Okay, so my plan over the next twelve months is to complete twelve books. That way, come next November, I will have finished twelve novels and have between three and nine that I can then begin to edit and publish, hopefully just as quickly as I wrote them.

This, I realized needs rules:

-The books just need to be completed. If one is almost written (like Contract Sealed) or partially done (like Prototype and Bound in Blood) they are not excluded from the count. In fact, completing books should be encouraged!

-Which leads to the second rule. One book a month. That’s it. If I finish Contract Sealed two days into December, I don’t get to write again until January. I can plan the books, scribble a bit, but I’m not allowed to actually start. This has proven in the past to be quite helpful in my production.

-For sanity purpose over the next five months, there is one exception to the one book a month rule: Harvester trilogy. That’s done on my phone during commutes and is sometimes the only way I stay sane. If the trilogy is complete, I’m back to one a month.

-Books still need to be published. Not one a month, but at least a couple next year. The one book a month is supposed to help balance this off.

-By the last day of the month, I will make a post announcing which book I will be working on. Then (in a perfect world) will update every Wednesday on where I currently am in the book.

-Should I run behind, the one book a month bit goes out the window. Because then I have to get two, three, four, done.

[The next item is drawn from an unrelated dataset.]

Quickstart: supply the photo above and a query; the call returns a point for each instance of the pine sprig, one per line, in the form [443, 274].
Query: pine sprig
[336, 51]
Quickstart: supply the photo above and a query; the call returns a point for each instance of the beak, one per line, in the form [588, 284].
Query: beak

I may cry mercy, just whip me a couple times to get me back on track.

-These are completed rough drafts. A rough draft doesn’t have to have the completed word count. Fragments went from something like 70k up to 85k words during the first edit. Seed is about 77k and has jumped almost 2k words in the first couple of chapters. But the rough draft does have to be complete. Adding a chapter is one thing, not finishing the last four is not allowed.

-After the completion of a book, if it is done early, I will take two days off in a row. Preferably from both jobs… these are to do with as I please but will likely be playing video games, drinking, and sleeping. You know, normal celebratory stuff. After that it’s back to editing written books.

The rules may end up changing a little bit. This is, after all, the first time I’m doing this kind of a marathon. All told I’m hoping for a word count that’s about 924k words, so about one book shy of a million.

The past year I’ve written… okay, I’ve tried to count it four times and I keep coming up with a different number. A trilogy, a D.o.t.A, Seed, His Grace, Contract Signed… Seven books, I think? Yeah… I feel like I’m forgetting one.

Going from seven books when I had no specific goal in mind, to a planned twelve is not going to be as crazy as it sounds. For me, it’s about finding the right rhythm and keeping that goal in mind, to keep focused. When I’m not focused I get all over the place, and then four things end up getting half-done.